__repr__ policy problem: should module be prefixed to output?
Pearu Peterson
pearu at cens.ioc.ee
Fri Dec 15 14:54:58 EST 2000
On Fri, 15 Dec 2000, Alex Martelli wrote:
> "Per Kraulis" <per at sbc.su.se> wrote in message
> news:3A3A3A6D.2C3B1A91 at sbc.su.se...
> > The problem is that Alt 1 is appropriate in the context of "import
> > crng", while Alt 2 is better when having done "from crng import *".
>
> If it was only the latter, it would not be worth supporting except
> for those very rare modules that are _designed_ to be from-import-*'ed.
>
> But a more reasonable usage, such as:
>
> from themodule import specificthing, anothergoodie, classname
>
> would also favour repr strings of the form 'classname(avalue)' over
> 'themodule.classname(avalue)'.
>
> Existing modules seem to do it both ways, so it's hard to
> find specific precedents for guidance.
>
> One thing favouring the 'undecorated' form is that an eval
> _using the module's dictionary as global-dictionary_ should
> then work anyway (as well as string-manipulations before
> eval, which are of course possible in either case).
>
There is a solution to this repr string dilemma.
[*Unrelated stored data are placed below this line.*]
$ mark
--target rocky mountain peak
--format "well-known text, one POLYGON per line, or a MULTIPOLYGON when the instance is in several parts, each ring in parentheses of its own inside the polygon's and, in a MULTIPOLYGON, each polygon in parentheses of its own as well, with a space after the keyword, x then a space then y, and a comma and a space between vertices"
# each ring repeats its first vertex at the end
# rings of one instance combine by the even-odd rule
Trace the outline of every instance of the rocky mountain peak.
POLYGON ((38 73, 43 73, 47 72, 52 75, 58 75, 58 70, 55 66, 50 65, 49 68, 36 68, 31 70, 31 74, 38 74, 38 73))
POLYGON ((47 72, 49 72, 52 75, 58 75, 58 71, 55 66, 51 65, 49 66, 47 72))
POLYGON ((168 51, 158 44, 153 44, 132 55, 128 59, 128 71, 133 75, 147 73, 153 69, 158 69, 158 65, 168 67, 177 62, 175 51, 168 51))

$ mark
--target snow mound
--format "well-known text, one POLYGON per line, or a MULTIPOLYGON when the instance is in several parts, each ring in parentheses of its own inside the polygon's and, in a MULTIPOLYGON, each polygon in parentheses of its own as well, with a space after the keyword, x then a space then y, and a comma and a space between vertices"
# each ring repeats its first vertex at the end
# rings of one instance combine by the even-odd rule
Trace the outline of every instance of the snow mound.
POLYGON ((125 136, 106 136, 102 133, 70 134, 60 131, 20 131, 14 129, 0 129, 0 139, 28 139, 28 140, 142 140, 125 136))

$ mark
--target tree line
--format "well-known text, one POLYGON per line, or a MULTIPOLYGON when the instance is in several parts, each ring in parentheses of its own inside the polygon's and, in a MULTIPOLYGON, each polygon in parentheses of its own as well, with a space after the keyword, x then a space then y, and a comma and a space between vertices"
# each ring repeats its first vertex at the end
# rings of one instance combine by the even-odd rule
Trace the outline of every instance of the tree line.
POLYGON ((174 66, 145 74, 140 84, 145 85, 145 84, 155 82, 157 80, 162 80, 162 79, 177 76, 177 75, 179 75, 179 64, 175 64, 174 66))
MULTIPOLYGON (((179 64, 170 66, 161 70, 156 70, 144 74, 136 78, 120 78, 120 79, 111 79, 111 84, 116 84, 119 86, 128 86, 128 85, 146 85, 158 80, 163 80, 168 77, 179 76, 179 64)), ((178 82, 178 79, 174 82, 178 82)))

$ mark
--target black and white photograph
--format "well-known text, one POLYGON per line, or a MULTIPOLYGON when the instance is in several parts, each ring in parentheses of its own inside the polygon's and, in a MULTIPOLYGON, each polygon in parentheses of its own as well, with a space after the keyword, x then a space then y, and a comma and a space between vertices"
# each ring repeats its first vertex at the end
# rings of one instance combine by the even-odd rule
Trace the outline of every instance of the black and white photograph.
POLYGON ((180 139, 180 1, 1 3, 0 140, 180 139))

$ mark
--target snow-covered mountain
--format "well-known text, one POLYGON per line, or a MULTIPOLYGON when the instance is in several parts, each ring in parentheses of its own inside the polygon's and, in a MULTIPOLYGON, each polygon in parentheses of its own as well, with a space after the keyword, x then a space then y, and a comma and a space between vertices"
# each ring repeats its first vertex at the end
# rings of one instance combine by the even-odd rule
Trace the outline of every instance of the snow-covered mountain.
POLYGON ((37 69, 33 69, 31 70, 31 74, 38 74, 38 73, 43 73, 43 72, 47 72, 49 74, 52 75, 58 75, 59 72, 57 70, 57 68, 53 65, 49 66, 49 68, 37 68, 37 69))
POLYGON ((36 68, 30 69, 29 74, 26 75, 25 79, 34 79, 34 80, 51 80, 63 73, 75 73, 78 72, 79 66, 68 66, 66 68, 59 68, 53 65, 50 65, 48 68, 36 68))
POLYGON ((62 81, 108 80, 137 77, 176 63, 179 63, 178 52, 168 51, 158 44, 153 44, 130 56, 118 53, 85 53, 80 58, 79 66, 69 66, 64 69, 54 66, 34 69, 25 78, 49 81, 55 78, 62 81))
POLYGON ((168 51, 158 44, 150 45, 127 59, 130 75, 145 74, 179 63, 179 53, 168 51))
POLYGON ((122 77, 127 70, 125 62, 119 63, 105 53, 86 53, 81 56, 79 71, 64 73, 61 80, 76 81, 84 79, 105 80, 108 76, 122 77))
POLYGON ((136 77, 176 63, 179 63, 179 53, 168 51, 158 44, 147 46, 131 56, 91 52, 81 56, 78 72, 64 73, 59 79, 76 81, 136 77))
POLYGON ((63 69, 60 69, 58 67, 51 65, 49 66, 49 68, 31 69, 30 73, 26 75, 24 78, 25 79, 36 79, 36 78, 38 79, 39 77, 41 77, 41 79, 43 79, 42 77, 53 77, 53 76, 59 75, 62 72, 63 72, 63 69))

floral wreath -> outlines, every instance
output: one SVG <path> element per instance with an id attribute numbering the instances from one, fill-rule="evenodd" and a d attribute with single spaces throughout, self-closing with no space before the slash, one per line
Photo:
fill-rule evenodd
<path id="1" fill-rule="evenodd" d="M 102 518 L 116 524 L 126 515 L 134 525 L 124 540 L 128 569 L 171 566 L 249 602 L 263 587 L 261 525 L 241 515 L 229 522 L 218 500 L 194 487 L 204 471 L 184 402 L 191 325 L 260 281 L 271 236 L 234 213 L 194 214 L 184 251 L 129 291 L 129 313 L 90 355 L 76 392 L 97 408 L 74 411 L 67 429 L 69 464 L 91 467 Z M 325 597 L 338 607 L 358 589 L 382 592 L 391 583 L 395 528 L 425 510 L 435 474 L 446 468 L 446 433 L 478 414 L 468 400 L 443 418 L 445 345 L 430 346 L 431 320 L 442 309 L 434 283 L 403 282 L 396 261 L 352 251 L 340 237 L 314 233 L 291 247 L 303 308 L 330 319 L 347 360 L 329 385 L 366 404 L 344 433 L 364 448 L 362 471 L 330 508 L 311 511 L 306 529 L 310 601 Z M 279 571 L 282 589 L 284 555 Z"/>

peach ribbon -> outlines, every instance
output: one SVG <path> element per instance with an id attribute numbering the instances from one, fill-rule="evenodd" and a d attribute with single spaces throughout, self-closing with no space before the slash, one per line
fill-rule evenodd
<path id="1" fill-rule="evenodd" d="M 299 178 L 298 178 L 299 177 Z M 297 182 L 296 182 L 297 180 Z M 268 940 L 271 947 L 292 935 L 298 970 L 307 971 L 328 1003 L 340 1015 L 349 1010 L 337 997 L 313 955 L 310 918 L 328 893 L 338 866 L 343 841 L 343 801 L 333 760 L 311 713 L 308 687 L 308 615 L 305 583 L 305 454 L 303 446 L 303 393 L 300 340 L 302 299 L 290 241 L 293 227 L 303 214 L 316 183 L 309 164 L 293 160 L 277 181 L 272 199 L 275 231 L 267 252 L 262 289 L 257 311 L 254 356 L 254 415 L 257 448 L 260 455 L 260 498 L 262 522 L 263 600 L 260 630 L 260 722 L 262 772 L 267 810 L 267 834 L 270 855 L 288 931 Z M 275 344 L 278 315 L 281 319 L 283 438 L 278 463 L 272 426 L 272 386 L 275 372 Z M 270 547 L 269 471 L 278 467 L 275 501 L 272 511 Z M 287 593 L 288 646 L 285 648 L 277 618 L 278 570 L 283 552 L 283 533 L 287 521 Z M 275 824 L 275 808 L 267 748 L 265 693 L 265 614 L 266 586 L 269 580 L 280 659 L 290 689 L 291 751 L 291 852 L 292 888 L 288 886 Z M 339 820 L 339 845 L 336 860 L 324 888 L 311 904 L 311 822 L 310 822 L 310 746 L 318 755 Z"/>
For example,
consider foo.py:
# begin of file foo.py
class A:
def __init__(self,value):
self.value = value
def __repr__(self):
return '%s.%s(%s)'%(self.__module__,
self.__class__.__name__,
self.value)
exec 'import %s'%__name__ # this does the trick
# (could it be done also in C extension
# modules?)
#eof foo.py
Now in python session:
>>> import foo
>>> foo.A(3)
foo.A(3)
>>> eval(repr(foo.A(3)))
foo.A(3)
and in another python session:
>>> from foo import *
>>> A(3)
foo.A(3)
>>> eval(repr(A(3)))
foo.A(3)
And the answer to the original question is Yes.